I filed my comments with CMS regarding their proposed rulemaking which would reduce the renewal commissions from 50% of initial commissions to 35%.  I have comments on the rulemaking with regard to agent’s commissions here and here and comments on the changes to the Part D drug benefit here.

Here is my comment:

These comments are in response to the Proposed Rule Making regarding compensation to external agents and brokers, specifically, the calculation of “Fair Market Value” of Medicare Advantage and Medicare Part D broker compensation.  As noted in the proposed rulemaking, Section 103(b)(1)(B) of MIPPA charges the Secretary with establishing guidelines to “ensure that the use of compensation creates incentives for agents and brokers to enroll individuals in the MA plan that is intended to best meet their health care needs.”  My understanding of CMS’ three primary goals of agent and broker compensation rules are (1) to ensure agents and brokers receive Fair Market Value compensation for the services they provide, (2) to ensure that there are not financial motivations for an agent or broker to “churn” their Medicare beneficiary clients and (3) to simplify the compensation structure to reduce the administrative and regulatory cost of implementing and monitoring the system to provide the maximum value to the Medicare beneficiary.  I appreciate the opportunity to give my comments to assist CMS in achieving these goals.

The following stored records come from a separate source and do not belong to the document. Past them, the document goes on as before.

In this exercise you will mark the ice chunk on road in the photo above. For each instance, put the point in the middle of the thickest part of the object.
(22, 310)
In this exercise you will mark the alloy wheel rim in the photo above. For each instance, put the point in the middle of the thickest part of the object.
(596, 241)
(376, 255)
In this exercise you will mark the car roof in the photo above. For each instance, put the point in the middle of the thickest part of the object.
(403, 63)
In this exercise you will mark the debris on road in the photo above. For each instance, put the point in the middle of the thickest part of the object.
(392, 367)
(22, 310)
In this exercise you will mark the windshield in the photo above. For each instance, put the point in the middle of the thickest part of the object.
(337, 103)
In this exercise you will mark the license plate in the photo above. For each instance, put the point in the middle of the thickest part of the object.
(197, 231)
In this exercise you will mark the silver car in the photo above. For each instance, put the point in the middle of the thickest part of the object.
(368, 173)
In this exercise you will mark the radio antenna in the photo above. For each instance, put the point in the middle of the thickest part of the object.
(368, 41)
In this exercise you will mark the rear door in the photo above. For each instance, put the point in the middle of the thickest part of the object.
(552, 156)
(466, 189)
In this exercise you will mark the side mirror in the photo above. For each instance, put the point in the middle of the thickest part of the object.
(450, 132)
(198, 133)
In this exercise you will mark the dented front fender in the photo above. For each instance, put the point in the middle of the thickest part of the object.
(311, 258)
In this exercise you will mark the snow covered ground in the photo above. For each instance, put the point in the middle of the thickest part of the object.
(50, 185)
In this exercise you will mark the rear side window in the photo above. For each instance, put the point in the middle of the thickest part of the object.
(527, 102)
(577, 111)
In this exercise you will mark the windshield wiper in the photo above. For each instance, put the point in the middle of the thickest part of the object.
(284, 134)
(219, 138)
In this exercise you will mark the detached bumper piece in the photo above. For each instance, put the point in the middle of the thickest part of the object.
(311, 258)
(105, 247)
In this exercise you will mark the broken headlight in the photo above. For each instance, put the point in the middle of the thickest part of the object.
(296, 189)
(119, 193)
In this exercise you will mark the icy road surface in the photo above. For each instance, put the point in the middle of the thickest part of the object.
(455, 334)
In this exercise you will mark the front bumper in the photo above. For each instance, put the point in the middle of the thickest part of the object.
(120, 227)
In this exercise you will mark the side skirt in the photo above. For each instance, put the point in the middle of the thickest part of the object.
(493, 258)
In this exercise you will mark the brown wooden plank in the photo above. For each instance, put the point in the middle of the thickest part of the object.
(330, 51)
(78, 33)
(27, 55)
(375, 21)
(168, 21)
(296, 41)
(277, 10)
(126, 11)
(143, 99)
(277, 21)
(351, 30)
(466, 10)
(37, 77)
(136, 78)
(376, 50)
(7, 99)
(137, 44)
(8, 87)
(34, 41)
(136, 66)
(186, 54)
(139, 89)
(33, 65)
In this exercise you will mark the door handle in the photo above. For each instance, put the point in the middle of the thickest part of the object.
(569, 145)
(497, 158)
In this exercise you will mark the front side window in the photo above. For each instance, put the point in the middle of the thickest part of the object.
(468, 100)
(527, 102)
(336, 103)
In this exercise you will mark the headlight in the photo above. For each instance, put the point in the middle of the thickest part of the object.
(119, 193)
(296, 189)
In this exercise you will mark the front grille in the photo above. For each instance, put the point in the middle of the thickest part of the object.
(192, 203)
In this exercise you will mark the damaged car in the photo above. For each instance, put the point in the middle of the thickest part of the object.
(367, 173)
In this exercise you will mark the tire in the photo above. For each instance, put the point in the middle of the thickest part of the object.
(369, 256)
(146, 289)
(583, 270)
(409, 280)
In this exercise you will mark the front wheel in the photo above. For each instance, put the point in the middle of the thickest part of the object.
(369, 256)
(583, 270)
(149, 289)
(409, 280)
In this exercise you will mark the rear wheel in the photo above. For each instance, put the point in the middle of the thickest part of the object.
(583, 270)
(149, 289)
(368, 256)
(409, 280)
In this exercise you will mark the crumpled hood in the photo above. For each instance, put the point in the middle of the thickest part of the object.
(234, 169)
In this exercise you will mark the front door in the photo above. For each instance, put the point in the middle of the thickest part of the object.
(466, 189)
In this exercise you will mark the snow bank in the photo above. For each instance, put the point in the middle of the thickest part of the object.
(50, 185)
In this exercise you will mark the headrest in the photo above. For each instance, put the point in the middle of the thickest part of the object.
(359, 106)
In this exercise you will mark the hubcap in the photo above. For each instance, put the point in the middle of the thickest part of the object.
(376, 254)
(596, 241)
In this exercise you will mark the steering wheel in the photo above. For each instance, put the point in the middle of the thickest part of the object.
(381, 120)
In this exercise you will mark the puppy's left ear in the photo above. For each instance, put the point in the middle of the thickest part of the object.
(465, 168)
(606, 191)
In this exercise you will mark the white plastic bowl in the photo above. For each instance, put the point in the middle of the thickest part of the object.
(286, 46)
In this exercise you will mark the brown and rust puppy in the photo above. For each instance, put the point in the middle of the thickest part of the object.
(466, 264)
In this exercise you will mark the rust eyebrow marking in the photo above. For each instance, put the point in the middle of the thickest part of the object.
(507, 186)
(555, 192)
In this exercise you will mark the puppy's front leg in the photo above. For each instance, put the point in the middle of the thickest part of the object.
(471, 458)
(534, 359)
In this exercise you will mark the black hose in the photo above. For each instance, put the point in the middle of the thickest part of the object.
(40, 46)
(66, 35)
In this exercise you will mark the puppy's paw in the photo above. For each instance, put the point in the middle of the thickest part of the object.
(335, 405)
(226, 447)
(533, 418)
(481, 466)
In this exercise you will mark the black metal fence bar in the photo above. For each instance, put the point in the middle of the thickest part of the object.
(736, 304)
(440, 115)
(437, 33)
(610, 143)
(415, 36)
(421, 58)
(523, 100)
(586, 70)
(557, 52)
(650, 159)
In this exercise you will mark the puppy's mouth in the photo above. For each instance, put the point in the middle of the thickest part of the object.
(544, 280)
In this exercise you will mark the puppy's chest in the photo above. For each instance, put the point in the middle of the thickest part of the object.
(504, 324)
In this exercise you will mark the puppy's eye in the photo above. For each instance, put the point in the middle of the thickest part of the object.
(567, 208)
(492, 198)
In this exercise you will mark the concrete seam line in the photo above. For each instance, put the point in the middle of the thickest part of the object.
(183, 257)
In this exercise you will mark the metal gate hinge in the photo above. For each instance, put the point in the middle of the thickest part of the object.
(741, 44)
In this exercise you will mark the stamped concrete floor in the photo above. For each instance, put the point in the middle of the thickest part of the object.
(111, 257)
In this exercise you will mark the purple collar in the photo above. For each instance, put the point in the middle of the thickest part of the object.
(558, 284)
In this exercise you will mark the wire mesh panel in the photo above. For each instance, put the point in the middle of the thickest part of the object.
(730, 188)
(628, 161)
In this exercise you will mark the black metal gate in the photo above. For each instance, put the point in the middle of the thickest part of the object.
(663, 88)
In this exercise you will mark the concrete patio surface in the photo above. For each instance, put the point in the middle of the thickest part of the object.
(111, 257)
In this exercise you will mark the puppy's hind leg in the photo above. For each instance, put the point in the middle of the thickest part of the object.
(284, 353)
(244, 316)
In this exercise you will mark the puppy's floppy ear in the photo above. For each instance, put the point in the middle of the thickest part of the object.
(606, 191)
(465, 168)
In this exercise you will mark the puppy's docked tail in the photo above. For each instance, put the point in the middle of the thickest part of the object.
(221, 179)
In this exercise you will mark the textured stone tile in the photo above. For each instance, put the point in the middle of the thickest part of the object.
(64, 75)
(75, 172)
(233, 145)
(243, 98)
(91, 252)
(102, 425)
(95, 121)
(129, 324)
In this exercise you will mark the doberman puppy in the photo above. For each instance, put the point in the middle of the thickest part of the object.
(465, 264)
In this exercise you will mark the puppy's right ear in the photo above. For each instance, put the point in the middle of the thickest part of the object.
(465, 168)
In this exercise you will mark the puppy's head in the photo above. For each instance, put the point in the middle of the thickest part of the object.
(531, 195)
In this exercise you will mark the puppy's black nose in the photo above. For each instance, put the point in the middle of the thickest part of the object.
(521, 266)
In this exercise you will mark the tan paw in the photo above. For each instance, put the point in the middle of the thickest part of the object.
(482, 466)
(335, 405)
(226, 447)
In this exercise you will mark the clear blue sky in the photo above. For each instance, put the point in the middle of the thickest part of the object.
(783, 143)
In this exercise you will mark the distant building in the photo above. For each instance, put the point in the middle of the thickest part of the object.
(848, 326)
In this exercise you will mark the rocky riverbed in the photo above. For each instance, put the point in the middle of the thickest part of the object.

CMS is proposing to set the replacement and renewal compensation for all years at 35% of the initial compensation rate.  This would change the system from a 3-tiered system to a 2-tiered system which would simplify the administration of commission payment.  Additionally, this would ensure that there are not financial motivations to churn business.  However, the 35% rate for replacement and renewal compensation relative to initial commission rates does not reflect Fair Market Value.  In fact, there is empirical evidence to prove that the 35% rate is below FMV.

By definition, Fair Market Value is the price that a buyer of services is willing to pay (MCO’s) and what sellers of services (agents and brokers) are willing to accept for their services in an efficiently functioning market.  Given the size of the Medicare advantage market with over 100 entities acting as MCO’s and tens of thousands of insurance agents offering services, this market has sufficient competition to believe that the market is efficient and neither the buyer nor seller has monopolistic pricing power.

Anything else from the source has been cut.